White-tailed Eagles On The Isle Of Mull
Roseanna Cunningham, the Scottish Environment Minister, visited the Isle of Mull Sunday to celebrate the 25th anniversary of wild bred White-tailed Eagles in Scotland and 10 years of the island’s public viewing project.
“This year marks the 2010 International Year of Biodiversity and the Mull Eagle Watch project is a perfect example to showcase Scotland’s wildlife at its best.”
According to the RSPB, there were more than 200 breeding pairs of White-tailed Eagles in 1700 but they become extinct in Britain during the early 1900s due to shepherds, gamekeepers, fisheries, and illegal egg collectors.
There were a few failed attempts to reintroduce White-tailed Eagles during the 1950s and 1960s. The lessons learned from these failures helped the program that was started in 1975 to become a success.

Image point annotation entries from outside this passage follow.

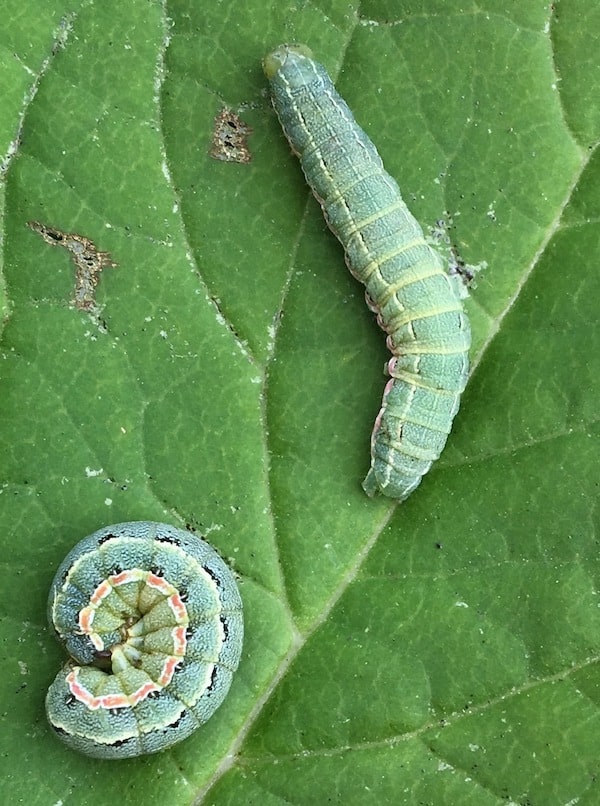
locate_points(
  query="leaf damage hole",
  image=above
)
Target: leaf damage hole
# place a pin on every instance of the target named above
(230, 134)
(88, 259)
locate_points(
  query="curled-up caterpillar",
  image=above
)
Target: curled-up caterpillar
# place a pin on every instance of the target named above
(406, 285)
(152, 620)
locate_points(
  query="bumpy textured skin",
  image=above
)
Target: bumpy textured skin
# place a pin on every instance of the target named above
(152, 619)
(406, 285)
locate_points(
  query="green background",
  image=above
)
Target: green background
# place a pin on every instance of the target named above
(444, 651)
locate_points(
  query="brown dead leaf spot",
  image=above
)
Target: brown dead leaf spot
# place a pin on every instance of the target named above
(88, 259)
(230, 134)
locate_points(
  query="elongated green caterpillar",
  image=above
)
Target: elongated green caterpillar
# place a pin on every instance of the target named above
(152, 619)
(406, 285)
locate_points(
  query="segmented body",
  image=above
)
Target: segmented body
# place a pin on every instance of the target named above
(152, 619)
(406, 285)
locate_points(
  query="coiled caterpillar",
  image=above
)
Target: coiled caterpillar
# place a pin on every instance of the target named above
(406, 285)
(152, 619)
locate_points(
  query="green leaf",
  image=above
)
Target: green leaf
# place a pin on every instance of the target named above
(441, 651)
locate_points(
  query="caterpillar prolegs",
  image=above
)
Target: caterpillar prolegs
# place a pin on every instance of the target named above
(406, 284)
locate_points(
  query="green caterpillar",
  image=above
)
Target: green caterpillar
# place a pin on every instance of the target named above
(406, 285)
(152, 620)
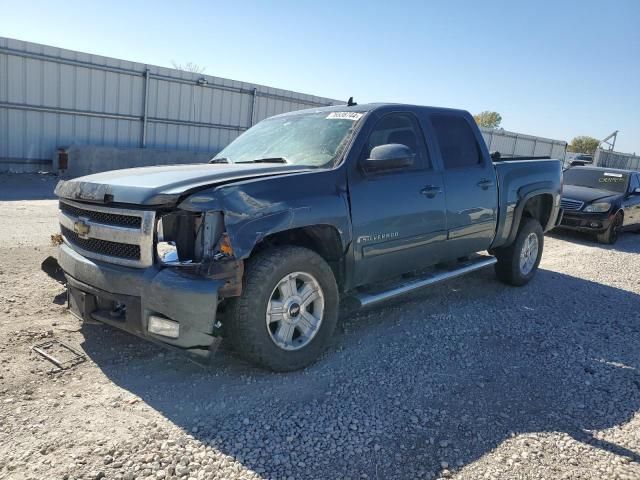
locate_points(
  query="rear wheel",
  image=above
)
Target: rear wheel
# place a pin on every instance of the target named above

From 1975 to 1985, 82 young birds were brought from Norway and released on the Isle of Rum in Scotland. In 1985, a breeding pair on the Isle of Mull raised the first White-tailed Eagle chick born in Scotland in more than 70 years!
Today, there are a total of 46 pairs of White-tailed Eagles across Scotland. Last year they successfully raised 36 chicks, 10 of which were on the Isle of Mull.
Roseanna Cunningham, the Scottish Environment Minister:
”It is great news that these birds are thriving on Mull. What is also brilliant is that the local community is directly benefiting through green tourism.”
Approximately 6,000 people a year come to visit the White-tailed Eagles bringing in more than 2 million British pounds (3.3 million US dollars) to the local economy.
James Hilder, chief executive of the Mull & Iona Community Trust:
“Mull Eagle Watch has given a great boost to the communities of Mull & Iona, as it allows the trust to distribute thousands of pounds to local youth groups, sports clubs, societies as well as contributing to other environmental and educational initiatives locally.”